Steve Kerr, Warriors Committed to Resting Veterans During Season Grind

OAKLAND -- After four years with a win-today mentality, Steve Kerr has made clear that this season will be one of gradual transference for the Warriors, with veterans taking youngsters by the hand and guiding them toward tomorrows.

Barely one week of training camp, we can see why.

Andre Iguodala, 34, missed a practice last week with a minor rib injury but quickly recovered.

Jonas Jerebko, 31, bruised his right knee in the preseason opener Saturday but says he'll get treatment and play through it.

Draymond Green is just 28, but his overdrive physicality puts added stress on his body. He missed practice Tuesday with tenderness in his left knee.

When you are the oldest team in the NBA, as the Warriors are, and you've played extended seasons four years running, as they have, soreness and injuries will be issues. Not everybody is LeBron James, rudely stiff-arming Father Time, at least for the time being.

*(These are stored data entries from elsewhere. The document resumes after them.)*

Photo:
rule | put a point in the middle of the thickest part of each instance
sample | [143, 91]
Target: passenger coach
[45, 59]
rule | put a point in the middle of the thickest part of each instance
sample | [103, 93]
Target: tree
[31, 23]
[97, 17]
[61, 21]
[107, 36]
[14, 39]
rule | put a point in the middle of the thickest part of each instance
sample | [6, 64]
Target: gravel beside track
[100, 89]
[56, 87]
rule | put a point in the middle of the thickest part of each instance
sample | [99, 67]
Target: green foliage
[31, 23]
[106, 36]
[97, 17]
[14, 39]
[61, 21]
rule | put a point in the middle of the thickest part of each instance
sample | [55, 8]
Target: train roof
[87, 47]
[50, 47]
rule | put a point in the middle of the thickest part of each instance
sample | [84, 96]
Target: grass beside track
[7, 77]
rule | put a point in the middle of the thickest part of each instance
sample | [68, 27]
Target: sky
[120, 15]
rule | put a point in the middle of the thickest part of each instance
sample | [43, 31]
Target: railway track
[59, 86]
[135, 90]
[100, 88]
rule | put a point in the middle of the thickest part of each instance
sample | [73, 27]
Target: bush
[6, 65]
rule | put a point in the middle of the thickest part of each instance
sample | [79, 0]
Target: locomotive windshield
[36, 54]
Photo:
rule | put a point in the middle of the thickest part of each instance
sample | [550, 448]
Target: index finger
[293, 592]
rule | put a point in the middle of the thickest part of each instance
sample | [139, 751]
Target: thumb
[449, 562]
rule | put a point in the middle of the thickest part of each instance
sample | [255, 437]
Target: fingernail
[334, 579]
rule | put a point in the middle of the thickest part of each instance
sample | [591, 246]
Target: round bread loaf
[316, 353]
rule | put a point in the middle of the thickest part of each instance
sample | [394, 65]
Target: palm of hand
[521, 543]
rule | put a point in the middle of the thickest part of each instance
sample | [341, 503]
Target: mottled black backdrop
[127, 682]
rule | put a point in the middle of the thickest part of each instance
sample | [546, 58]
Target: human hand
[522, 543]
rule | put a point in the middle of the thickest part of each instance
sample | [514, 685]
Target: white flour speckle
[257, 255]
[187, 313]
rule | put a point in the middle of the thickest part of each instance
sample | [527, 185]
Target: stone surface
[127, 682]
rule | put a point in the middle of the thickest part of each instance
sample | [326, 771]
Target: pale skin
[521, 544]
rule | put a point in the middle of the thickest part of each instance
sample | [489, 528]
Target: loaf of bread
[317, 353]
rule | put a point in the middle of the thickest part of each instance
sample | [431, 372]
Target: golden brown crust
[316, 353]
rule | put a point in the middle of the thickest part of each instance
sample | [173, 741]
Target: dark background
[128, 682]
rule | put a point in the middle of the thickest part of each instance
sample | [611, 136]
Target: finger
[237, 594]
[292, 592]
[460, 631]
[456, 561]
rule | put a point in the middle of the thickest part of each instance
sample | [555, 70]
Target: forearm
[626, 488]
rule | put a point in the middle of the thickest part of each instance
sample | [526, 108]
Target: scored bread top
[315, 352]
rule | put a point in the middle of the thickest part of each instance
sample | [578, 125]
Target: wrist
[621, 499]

That's why Kerr and his assistants, along with the Warriors' overhauled training staff, will closely monitor the minutes of All-Stars Stephen Curry, Kevin Durant, Klay Thompson and Green. It's why we can expect an increased number of "rest nights" for the likes of Shaun Livingston and Iguodala, who have been on maintenance programs for several seasons.

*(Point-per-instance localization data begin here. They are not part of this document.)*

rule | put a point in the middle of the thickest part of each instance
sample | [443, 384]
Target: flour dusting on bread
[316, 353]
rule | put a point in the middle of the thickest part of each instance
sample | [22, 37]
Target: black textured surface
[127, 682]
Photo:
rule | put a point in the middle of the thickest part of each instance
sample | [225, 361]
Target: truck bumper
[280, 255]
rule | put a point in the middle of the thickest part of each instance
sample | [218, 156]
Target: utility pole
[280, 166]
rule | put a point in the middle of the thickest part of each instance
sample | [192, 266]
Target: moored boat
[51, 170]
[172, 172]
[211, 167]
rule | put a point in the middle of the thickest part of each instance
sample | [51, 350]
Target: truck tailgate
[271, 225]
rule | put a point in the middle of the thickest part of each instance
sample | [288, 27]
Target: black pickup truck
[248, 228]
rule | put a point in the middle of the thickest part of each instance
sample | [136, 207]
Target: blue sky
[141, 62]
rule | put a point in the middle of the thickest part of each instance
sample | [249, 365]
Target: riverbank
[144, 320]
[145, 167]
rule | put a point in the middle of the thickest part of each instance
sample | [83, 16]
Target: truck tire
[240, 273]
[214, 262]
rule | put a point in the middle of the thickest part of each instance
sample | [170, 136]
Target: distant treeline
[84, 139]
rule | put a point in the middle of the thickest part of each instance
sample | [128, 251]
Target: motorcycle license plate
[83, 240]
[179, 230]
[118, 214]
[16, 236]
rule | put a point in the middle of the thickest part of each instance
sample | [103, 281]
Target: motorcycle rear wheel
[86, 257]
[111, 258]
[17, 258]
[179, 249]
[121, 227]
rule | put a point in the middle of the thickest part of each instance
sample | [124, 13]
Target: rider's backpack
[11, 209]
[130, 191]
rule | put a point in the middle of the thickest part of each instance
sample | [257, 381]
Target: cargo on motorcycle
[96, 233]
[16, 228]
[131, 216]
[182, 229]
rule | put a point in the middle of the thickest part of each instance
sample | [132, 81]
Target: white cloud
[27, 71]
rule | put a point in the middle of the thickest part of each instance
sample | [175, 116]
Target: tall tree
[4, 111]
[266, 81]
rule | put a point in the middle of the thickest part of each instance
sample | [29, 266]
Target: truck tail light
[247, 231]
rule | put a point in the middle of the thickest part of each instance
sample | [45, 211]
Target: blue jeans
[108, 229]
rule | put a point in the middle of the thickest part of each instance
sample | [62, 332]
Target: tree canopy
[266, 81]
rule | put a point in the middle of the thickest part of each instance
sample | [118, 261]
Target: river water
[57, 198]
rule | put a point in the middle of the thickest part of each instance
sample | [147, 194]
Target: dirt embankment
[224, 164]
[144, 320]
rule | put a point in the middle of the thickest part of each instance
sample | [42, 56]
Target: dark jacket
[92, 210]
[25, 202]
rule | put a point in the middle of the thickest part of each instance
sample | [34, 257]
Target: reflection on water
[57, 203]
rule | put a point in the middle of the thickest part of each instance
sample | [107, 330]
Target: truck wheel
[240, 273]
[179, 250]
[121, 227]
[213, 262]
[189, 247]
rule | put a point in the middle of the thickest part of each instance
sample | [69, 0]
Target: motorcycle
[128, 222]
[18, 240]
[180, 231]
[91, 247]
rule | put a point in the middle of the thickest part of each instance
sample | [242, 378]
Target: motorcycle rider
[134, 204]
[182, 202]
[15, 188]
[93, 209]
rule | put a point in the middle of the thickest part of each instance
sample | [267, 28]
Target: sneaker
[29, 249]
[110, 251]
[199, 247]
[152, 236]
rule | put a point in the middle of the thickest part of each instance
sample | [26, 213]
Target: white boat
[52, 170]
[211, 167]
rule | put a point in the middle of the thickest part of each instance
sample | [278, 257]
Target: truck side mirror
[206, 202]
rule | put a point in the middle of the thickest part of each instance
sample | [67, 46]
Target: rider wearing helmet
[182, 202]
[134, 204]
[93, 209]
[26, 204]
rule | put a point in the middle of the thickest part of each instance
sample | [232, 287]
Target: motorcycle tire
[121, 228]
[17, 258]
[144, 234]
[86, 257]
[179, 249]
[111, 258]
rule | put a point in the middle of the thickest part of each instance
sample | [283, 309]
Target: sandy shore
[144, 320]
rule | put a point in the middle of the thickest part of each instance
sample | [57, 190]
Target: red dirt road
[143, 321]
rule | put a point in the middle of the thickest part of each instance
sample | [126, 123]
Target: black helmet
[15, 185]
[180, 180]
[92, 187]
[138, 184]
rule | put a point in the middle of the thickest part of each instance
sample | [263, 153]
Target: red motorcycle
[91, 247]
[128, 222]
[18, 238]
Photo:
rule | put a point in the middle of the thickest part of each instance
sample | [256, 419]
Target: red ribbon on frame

It's also why the younger Warriors are being phased in.

Anticipating more rest for the vets, the full-scale grooming of the youngsters is under way. The upstarts -- Jordan Bell, Quinn Cook, Damian Jones, Kevon Looney and Jacob Evans III, among others -- take the court at 10 a.m., a full hour before practice, under the supervision of player development coach Chris DeMarco.

The vets take the court at 11, by which time the younger group is prepared for what's ahead.

"It's something we've been looking to do over the last year is improve our player development program," Kerr said. "It was hard to do last year because we had so many veterans. We were kind of left with about three young guys that we could work out with individual stuff.

"But now we have five, six or seven young guys who need work. I like format."

It's a necessary change because the Warriors realize their window will be open for only so much longer. In addition to the 31-plus trio, Curry and Durant are 30, and Green and Thompson both are 28.

"We have a pretty clear delineation between players who need work and players who need rest, or need work in the training room or the weight room," Kerr said.

It's not that the vets are done, or even close. No one on the roster has an eye toward retirement. Not yet. But they also know a player's prime years can be extended only so much.

And if the Warriors want to be prepared to compete five years from now, they'll need players in their primes and ready.

That previously was not a factor. Veterans Leandro Barbosa and Shaun Livingston arrived with Kerr in 2014. He inherited more veterans, such as Andrew Bogut, David Lee, Marreese Speights, Brandon Rush and Iguodala. They were replaced by another round of vets: David West, Zaza Pachulia and JaVale McGee and, of course, Durant.

Only Iguodala and Durant remain. There are no more 30-plus centers. While eight players on the roster are 28 or older, five are 25 or younger.

"The way the league is designed, the way the cap is designed, it's going to be tough for anybody to put together a window of more than four or five years," Kerr said. "For us, we've got a lot of questions next summer, cap-wise. But until this year, until next year, we've been able to make it all work, just circumstantially and because we have a committed ownership group that wants to win and is willing to pay.

"But it gets really kind of silly from here on out, money-wise. I just feel like we're lucky to be in this spot. It's probably not going to happen again."

It's happening now, but they can hear the clock ticking.